Development and Operations Share One Platform
Tutum has integrated all the technology necessary for both developers
and operations to share in the management of their applications.
Development teams using Tutum have found it to be a powerful tool in
their DevOps initiatives and as a self-service solution for deploying
and managing their applications. With a few clicks, developers can
create and deploy a group of Docker containers focused on the same task
and then pull them automatically from a registry such as Docker Hub. Similarly,
developers are guided through a workflow that defines all the services
that comprise a distributed application in a single file. Guided by
these concepts, thousands of development teams and operations teams have
been able to deploy Dockerized distributed applications into production
for the first time, and can now use Tutum and Docker for a sustainable
application creation, deployment, and management environment for their
operations.
Operations teams have the flexibility to deploy and manage disparate
distributed applications across different clouds or data centers with
the ability to migrate the application from one environment to another.
Moreover, operations teams can provision all aspects of the
infrastructure for running production applications including
configuration around networking and storage. There are also specific
operational management dashboards for monitoring and logging.

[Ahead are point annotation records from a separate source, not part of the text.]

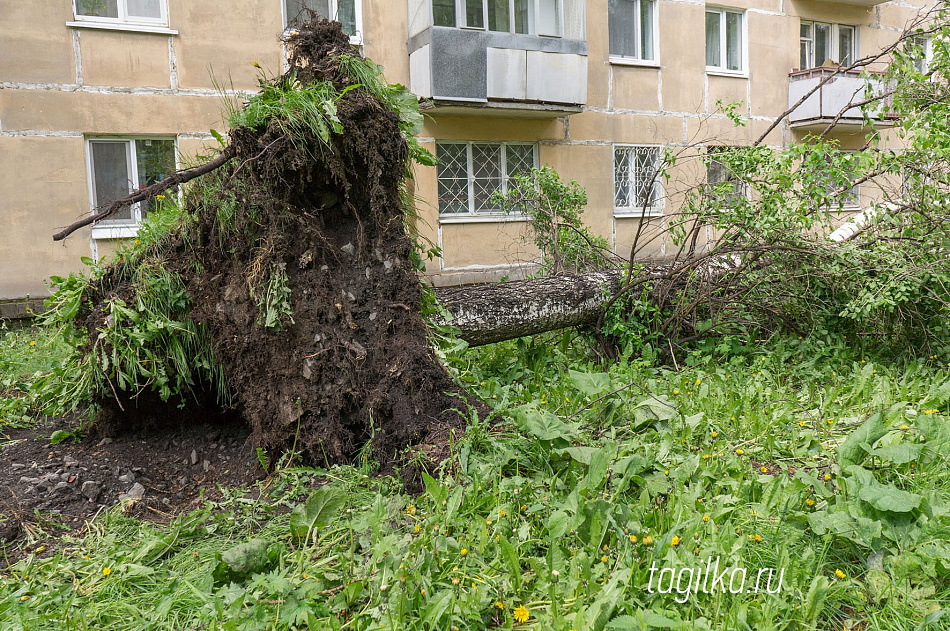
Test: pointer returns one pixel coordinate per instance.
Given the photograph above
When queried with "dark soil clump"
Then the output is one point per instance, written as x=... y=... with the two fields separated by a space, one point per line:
x=351 y=363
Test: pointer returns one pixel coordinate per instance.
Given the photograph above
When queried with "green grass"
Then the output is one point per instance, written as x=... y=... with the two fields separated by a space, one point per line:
x=595 y=474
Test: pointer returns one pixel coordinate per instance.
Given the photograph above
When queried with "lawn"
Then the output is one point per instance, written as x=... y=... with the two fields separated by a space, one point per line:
x=792 y=484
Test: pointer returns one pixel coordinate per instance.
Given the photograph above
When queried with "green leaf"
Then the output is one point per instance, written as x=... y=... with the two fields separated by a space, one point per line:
x=897 y=454
x=322 y=506
x=591 y=383
x=245 y=559
x=540 y=423
x=889 y=498
x=850 y=452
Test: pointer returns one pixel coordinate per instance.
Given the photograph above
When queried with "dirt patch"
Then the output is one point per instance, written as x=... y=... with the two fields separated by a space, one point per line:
x=162 y=471
x=351 y=362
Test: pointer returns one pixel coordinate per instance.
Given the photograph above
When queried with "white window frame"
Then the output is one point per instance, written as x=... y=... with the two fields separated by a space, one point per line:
x=635 y=211
x=119 y=228
x=472 y=214
x=533 y=18
x=721 y=69
x=124 y=21
x=654 y=26
x=926 y=44
x=835 y=41
x=333 y=6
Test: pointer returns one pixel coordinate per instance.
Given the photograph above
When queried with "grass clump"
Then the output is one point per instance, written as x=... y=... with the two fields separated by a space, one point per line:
x=822 y=464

“Tutum shares Docker’s vision of providing users with the freedom and
flexibility to build a new generation of distributed applications
without being locked into a particular tooling or infrastructure,” said
Borja Burgos-Galindo, co-founder and CEO of Tutum. “We’ve been working
with Docker from the beginning and we share a community with common
goals, so more closely aligning our two organizations was a natural next
step. As an integrated part of the Docker team, we will be able to
further advance the user experience across the Docker platform and in
all phases of the Docker journey. We are excited at the prospect of what
we will be able to build together as a single team.”

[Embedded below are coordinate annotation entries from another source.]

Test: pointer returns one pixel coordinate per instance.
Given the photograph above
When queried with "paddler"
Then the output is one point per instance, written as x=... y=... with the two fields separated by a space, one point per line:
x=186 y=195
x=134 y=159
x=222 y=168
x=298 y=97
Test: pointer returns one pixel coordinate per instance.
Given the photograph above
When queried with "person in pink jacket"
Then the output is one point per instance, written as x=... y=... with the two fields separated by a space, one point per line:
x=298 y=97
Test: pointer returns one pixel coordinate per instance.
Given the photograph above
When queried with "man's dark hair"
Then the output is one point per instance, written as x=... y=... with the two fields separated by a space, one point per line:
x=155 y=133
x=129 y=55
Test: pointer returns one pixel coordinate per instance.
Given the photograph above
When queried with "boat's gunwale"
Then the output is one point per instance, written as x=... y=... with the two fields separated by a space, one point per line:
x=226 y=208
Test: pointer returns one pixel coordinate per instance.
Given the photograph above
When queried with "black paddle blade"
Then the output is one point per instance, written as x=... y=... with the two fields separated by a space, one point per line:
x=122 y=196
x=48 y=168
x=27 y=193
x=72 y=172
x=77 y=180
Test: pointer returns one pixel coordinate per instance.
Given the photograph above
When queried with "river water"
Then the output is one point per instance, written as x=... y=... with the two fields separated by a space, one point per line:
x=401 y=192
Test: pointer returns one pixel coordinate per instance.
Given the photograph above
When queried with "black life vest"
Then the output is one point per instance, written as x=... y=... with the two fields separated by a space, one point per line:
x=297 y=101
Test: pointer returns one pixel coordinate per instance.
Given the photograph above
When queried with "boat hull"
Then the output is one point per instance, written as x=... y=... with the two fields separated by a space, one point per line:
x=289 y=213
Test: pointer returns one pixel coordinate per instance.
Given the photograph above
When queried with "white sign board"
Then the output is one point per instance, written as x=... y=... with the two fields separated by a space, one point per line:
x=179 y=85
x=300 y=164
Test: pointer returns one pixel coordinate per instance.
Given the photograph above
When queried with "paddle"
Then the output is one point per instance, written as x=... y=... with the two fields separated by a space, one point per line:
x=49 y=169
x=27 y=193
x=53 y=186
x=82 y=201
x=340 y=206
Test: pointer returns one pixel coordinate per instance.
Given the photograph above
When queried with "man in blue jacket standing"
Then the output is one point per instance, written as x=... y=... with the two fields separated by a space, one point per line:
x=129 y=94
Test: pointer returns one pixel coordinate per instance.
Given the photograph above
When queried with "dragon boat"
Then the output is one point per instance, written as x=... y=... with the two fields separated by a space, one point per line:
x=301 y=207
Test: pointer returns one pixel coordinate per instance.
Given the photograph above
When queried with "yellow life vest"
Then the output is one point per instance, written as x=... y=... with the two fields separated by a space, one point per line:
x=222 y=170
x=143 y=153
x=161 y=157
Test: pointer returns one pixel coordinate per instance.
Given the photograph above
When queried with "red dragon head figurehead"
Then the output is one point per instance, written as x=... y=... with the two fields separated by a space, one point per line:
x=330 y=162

Docker’s acquisition of Tutum aligns with the company’s vision to
identify the companies that exhibit leadership in the ecosystem and that
share a vision of expanding critical tooling for developers and
sysadmins. Tutum is a Docker-native solution that fully supports the
Docker API, ensuring that Docker’s openness extends to this commercial
solution.
By incorporating Tutum into the Docker family, the company is expanding
its ability to extend a seamless Docker experience through commercial
offerings that provide management and support of distributed
applications at scale in production. Tutum is one of a series of
acquisitions that have helped to build out Docker’s commercial and open
source offerings, including acquisitions supporting functionality such
as networking, storage and Docker Trusted Registry. Docker sells
subscriptions both directly and through partners, which includes the
software, support and maintenance you need to deploy a Docker
application and operations environments at scale.